Go to this web site:
Type this into the search box:
[Maybe a] -> [a]
What does the first result say?
import Data.Maybe
import Network.URI
links url =
catMaybes .
map (canonicalize url) .
filter (not . null) .
map (fromAttrib "href") .
filter (\t -> fromAttrib "rel" t /= "nofollow") .
filter (isTagOpenName "a") .
canonicalizeTags .
parseTags
If we can download the links from one page, we can easily write a spider to follow those links.
To keep things simple, let's set a limit on the number of pages we'll download.
What information do we want to generate?
What do we need to track along the way?
Here's the state we need to maintain:
The number of pages we have downloaded
A collection of pages we have seen links to, but haven't downloaded
A collection of pages and their outbound links
For any given page, we need to remember both it and all the pages it links to.
One possibility for associating the two is a tuple:
("http://x.org/", ["http://microsoft.com/"])
Tuples are useful any time we want mixed-type data without the hassle of creating a new type.
Speaking of a new type, here's how we'd define one:
data Link = Link String [String]
-- Let's define some accessors, too.
linkFrom (Link url _) = url
linkTo (Link _ links) = links
We don't want to visit any URL twice.
How do we avoid this?
visited url = elem url . map linkTo
This function has a problem - what is that problem?
We really want a structure with a fast lookup operation.
What would you use in your language?
In Haskell, we have mutable hash tables, but we don't use them.
Instead, we use immutable key-value maps.
We must perform fancy module importing tricks because the Data.Map
module defines a lot of names that would otherwise overlap with built-in names.
This means "only import the name Map
from Data.Map
":
import Data.Map (Map)
And this means "import everything from Data.Map
, but all those names must be prefixed with Map.
":
import qualified Data.Map as Map
Everyone knows how to add a key and value to a hash table, right?
And that seems like a fundamental operation.
What do we do with maps?
How can this possibly work?

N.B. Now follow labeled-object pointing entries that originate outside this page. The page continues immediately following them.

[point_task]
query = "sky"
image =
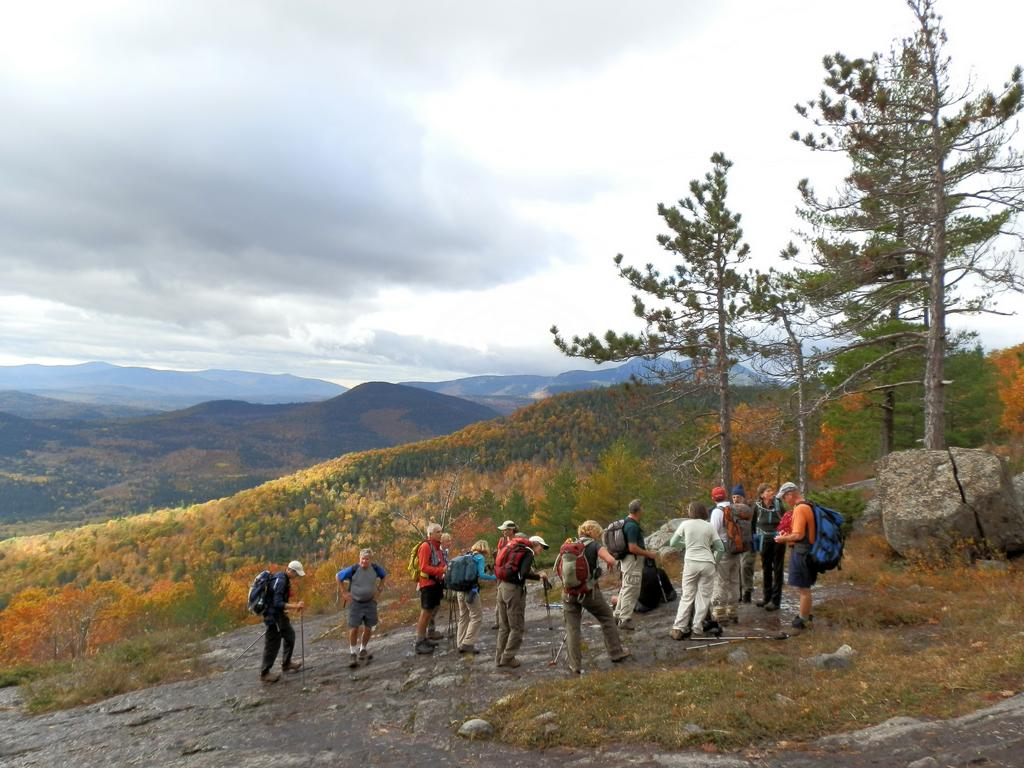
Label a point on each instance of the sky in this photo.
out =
(396, 190)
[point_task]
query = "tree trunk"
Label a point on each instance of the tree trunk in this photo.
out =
(724, 397)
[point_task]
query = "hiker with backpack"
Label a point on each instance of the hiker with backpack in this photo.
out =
(725, 597)
(430, 569)
(279, 627)
(802, 536)
(767, 516)
(579, 567)
(701, 549)
(631, 564)
(464, 576)
(360, 587)
(513, 567)
(744, 517)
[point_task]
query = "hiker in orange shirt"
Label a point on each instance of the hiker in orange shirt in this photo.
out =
(802, 537)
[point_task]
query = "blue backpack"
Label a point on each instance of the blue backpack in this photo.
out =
(462, 573)
(259, 593)
(826, 552)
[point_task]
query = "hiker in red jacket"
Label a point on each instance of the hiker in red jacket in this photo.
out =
(430, 585)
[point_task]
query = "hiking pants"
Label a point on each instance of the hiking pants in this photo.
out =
(725, 597)
(470, 619)
(747, 561)
(698, 582)
(632, 569)
(597, 606)
(511, 620)
(772, 565)
(275, 632)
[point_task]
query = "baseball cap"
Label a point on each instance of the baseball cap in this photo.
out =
(785, 487)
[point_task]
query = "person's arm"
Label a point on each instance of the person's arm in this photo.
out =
(678, 540)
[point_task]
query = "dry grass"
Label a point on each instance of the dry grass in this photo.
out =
(930, 642)
(139, 663)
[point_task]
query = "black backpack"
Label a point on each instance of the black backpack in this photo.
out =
(462, 573)
(613, 539)
(259, 593)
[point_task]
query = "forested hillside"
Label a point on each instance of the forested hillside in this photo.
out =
(57, 470)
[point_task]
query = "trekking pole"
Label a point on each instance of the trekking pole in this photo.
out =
(231, 663)
(302, 635)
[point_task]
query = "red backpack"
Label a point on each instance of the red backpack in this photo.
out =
(573, 568)
(510, 558)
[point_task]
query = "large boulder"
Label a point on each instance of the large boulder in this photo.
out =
(658, 541)
(933, 501)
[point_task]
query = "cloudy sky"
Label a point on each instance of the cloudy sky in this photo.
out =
(394, 190)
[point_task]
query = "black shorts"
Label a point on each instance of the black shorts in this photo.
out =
(430, 597)
(801, 574)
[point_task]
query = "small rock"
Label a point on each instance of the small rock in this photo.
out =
(991, 565)
(476, 728)
(739, 656)
(443, 681)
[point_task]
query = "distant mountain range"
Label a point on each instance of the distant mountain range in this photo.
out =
(506, 393)
(70, 470)
(148, 389)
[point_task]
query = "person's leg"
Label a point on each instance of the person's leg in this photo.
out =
(517, 622)
(475, 621)
(571, 614)
(632, 569)
(288, 635)
(779, 568)
(271, 644)
(705, 577)
(503, 620)
(598, 607)
(684, 613)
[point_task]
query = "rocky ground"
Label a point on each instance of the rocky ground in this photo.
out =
(406, 710)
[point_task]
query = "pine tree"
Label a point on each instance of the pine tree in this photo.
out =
(694, 315)
(933, 183)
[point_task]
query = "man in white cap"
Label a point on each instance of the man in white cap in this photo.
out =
(278, 625)
(514, 566)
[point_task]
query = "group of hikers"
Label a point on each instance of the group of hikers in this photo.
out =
(719, 548)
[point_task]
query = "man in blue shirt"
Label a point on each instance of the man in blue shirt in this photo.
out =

Is it efficient?
Here's a surprisingly handy built-in operator:
f $ x = f x
Why is this useful? Because it lets us eliminate parentheses.
Before:
explode k = error ("failed on " ++ show k)
After:
explode k = error $ "failed on " ++ show k
This is annoying to write:
increment k = 1 + k
Almost as bad:
\k -> 1 + k
Much handier, and identical:
(1+)
In fact, this is valid:
increment = (1+)
spider :: Int -> URL -> IO (Map URL [URL])

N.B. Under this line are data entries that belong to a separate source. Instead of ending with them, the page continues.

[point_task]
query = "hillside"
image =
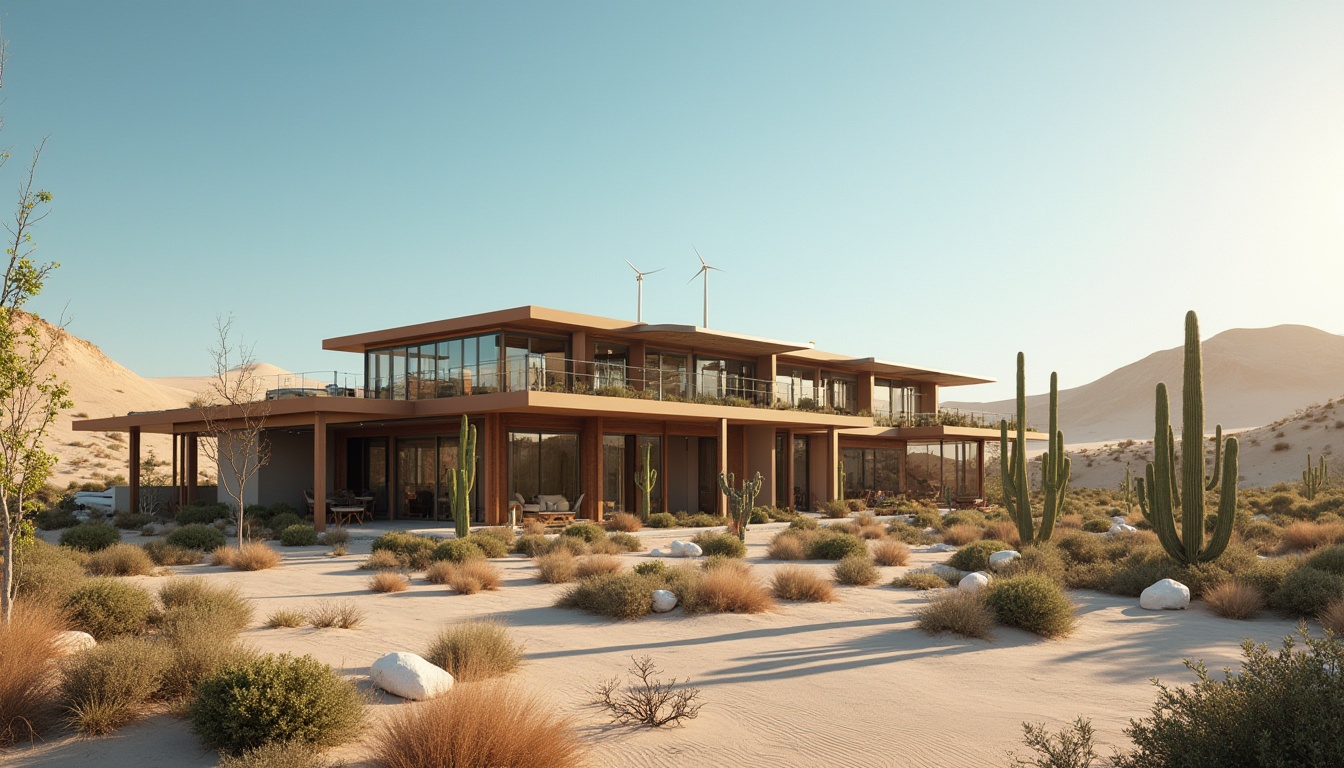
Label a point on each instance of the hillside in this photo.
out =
(1251, 377)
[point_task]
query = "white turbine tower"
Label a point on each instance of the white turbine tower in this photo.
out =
(639, 280)
(704, 269)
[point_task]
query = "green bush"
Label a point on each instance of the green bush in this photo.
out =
(1307, 591)
(585, 530)
(90, 537)
(722, 544)
(1278, 709)
(975, 556)
(300, 534)
(196, 535)
(457, 550)
(832, 545)
(411, 550)
(272, 698)
(1032, 603)
(106, 608)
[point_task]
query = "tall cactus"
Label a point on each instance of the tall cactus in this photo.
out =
(463, 479)
(1054, 466)
(645, 479)
(739, 502)
(1160, 496)
(1313, 479)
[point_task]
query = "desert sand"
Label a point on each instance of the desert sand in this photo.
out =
(848, 683)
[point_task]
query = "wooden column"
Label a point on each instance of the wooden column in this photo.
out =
(135, 470)
(320, 471)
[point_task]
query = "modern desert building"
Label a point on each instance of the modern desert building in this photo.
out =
(567, 406)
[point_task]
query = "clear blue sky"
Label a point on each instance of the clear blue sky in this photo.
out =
(936, 183)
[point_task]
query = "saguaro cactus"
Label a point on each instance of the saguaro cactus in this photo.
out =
(463, 479)
(739, 502)
(1160, 496)
(645, 479)
(1054, 466)
(1313, 478)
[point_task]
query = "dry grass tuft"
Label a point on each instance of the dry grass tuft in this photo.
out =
(475, 574)
(389, 581)
(958, 612)
(520, 732)
(27, 661)
(475, 651)
(799, 583)
(555, 566)
(1234, 600)
(890, 552)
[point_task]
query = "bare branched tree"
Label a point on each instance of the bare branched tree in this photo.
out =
(31, 396)
(234, 410)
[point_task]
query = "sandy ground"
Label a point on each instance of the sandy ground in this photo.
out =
(809, 685)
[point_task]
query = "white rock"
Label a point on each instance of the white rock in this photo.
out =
(409, 675)
(1167, 595)
(73, 642)
(663, 600)
(973, 581)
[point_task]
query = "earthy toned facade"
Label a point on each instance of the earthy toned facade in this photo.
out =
(567, 406)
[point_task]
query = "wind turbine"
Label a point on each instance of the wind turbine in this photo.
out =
(704, 269)
(639, 280)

spider count url0 = go 0 Map.empty (Set.singleton url0)
where
go k seen queue0
| k >= count = return seen
| otherwise =
case Set.minView queue0 of
Nothing -> return seen
Just (url, queue) -> do
page <- download url
let ls = links url page
newSeen = Map.insert url ls seen
notSeen = Set.fromList .
filter (`Map.notMember` newSeen) $ ls
newQueue = queue `Set.union` notSeen
go (k+1) newSeen newQueue
We can now:
Download a web page
Extract its links
Spider out from there, without repeat visits
What remains?
We could spider multiple pages concurrently
Or we could compute which pages are "important"
At this point, if we have miraculously not run out of time, we're going on a choose-your-own-adventure session in Emacs.
Thanks for sticking with the slideshow so far!